Revision: 1.3
Extracting information from an encyclopedic corpus of botanic may be
done by hand but it is a long and tedious work. More and more, it
becomes interesting and possible to speed-up the process by
automatizing it but still keeping an human expert for validation.
Among the different kind of information that may be extracted from a
botanic corpus, we can cite terminology, conceptual information to
model a specialized domain (for instance African tropical flora),
and descriptions of a set of plants that follows the conceptual model.
The group ATOLL at INRIA Rocquencourt is interested in this area of
research for different reasons. The group is primarily concerned with
parsing for natural language and we believe that parsing is a key
component for knowledge acquisition tasks from textual documents.

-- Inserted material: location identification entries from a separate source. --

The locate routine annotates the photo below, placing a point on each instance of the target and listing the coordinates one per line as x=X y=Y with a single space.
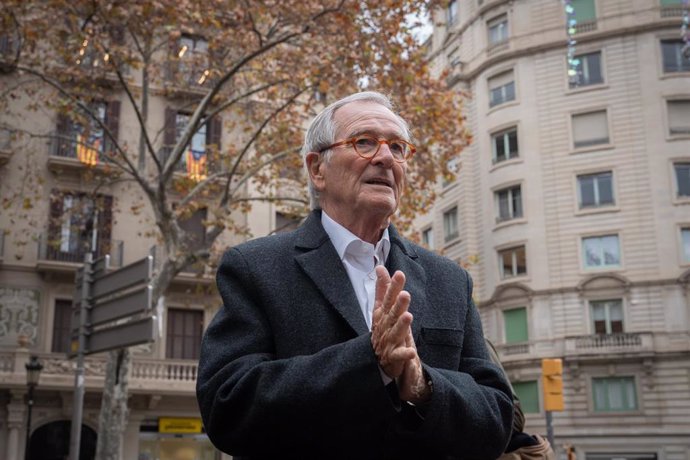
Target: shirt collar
x=342 y=237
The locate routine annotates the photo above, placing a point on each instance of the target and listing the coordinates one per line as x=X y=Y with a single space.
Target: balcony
x=586 y=26
x=67 y=155
x=593 y=347
x=147 y=375
x=672 y=11
x=199 y=273
x=636 y=343
x=54 y=256
x=5 y=148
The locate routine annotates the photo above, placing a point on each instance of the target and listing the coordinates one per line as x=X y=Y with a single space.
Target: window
x=515 y=325
x=501 y=88
x=588 y=68
x=452 y=11
x=613 y=394
x=194 y=229
x=193 y=67
x=450 y=224
x=528 y=394
x=508 y=203
x=498 y=30
x=607 y=316
x=685 y=241
x=428 y=237
x=194 y=161
x=601 y=251
x=78 y=224
x=83 y=138
x=682 y=179
x=595 y=190
x=584 y=10
x=678 y=116
x=672 y=56
x=183 y=335
x=504 y=145
x=590 y=129
x=512 y=262
x=62 y=326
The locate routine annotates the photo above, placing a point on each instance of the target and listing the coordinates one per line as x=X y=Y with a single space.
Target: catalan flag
x=87 y=150
x=196 y=164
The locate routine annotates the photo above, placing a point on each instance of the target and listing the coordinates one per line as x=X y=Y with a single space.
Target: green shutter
x=528 y=394
x=515 y=321
x=584 y=10
x=614 y=394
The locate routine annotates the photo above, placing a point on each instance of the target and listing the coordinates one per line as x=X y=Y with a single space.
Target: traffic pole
x=78 y=403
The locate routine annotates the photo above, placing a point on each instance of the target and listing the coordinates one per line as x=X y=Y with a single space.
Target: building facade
x=50 y=219
x=571 y=209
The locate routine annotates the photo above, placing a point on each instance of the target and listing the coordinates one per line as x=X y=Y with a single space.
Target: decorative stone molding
x=19 y=309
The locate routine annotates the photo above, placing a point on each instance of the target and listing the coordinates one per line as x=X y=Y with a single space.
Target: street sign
x=111 y=310
x=135 y=273
x=134 y=302
x=101 y=297
x=123 y=335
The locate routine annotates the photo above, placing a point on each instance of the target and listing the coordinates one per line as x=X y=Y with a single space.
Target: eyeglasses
x=368 y=146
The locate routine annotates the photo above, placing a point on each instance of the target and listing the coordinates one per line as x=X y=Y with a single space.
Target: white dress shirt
x=359 y=258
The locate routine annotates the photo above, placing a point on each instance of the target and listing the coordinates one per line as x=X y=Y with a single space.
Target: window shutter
x=679 y=117
x=169 y=133
x=501 y=80
x=64 y=136
x=105 y=223
x=112 y=121
x=213 y=139
x=584 y=10
x=590 y=129
x=213 y=135
x=54 y=224
x=515 y=325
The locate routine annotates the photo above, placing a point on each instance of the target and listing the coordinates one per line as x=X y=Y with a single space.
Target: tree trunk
x=114 y=410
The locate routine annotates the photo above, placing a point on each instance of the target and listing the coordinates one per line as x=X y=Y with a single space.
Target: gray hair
x=321 y=132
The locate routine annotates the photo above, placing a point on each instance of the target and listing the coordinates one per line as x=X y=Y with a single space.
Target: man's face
x=352 y=187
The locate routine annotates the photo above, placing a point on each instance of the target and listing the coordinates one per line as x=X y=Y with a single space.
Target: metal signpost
x=111 y=310
x=552 y=385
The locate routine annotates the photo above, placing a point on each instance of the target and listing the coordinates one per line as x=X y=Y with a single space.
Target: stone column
x=130 y=438
x=16 y=411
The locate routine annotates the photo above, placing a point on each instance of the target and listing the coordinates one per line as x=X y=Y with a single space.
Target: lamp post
x=33 y=373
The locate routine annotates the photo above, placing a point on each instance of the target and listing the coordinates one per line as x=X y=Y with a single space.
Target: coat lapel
x=403 y=257
x=319 y=260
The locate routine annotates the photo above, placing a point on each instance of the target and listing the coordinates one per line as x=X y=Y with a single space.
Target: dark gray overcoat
x=287 y=368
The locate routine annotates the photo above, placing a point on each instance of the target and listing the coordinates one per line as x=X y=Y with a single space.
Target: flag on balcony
x=87 y=150
x=196 y=164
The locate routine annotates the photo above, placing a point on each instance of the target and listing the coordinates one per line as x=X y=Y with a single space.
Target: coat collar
x=319 y=260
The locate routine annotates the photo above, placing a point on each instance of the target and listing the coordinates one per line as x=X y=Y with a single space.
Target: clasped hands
x=391 y=337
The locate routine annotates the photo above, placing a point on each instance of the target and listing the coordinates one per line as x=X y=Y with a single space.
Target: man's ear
x=315 y=166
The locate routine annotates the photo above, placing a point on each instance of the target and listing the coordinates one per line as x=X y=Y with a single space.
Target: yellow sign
x=179 y=425
x=552 y=383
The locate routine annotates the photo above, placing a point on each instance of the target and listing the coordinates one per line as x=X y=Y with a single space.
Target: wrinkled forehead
x=367 y=117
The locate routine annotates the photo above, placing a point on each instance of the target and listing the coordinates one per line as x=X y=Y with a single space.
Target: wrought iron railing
x=64 y=145
x=50 y=248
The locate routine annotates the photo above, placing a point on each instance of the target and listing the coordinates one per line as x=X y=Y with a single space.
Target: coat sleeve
x=470 y=412
x=253 y=403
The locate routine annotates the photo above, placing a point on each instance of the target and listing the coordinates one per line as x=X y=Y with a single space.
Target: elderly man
x=318 y=352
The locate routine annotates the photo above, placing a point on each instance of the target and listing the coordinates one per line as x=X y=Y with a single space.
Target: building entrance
x=51 y=442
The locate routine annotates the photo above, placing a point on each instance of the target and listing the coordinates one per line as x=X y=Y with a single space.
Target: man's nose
x=384 y=157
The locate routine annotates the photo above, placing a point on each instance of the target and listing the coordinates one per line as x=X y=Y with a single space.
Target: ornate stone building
x=45 y=226
x=572 y=209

Actually, we are already involved through participations to an ARC RLT
(Resources
Linguistiques pour les TAGs) and to the working group A3CTE
(Applications,
Apprentissage, Acquisition de Connaissances à partir de Textes
Electroniques). For the European project
TermIT, we also get
some expertise in the domains of the conceptual structures such as
thesaurus, ontologies, and semantic networks, and of the knowledge
representation languages (conceptual graphs, descriptive logics).
Finally, the group has worked on the issues of structuring and
representing documents and linguistic resources (using for instance
XML, and more anciently, using the systems Mentor and Centaur), issues
that are relevant when processing encyclopedic corpus with a strong
underlying structure.
The corpus of flora that we have examined seem to be promising for
these tasks of acquisition. Indeed, they are strongly structured,
following relatively precise patterns of presentation. Style is
relatively formal in some parts (descriptive parts) and freer in
others (explicative parts), allowing to test the dependence of
acquisition w.r.t. style. More over, the corpus present a rich but
very uncommon vocabulary to describe, for instance, colors, textures,
and shapes. This vocabulary will not be found in available electronic
dictionaries and will require a phase of extraction. Botanic
conceptual models are not trivial but seems relatively well delimited
and organized, having been developped over a long period of time. It
means that a large knowledge can be instilled at the beginning of the
acquisition process by an expert and that validation of extracted
knowledge should be easier.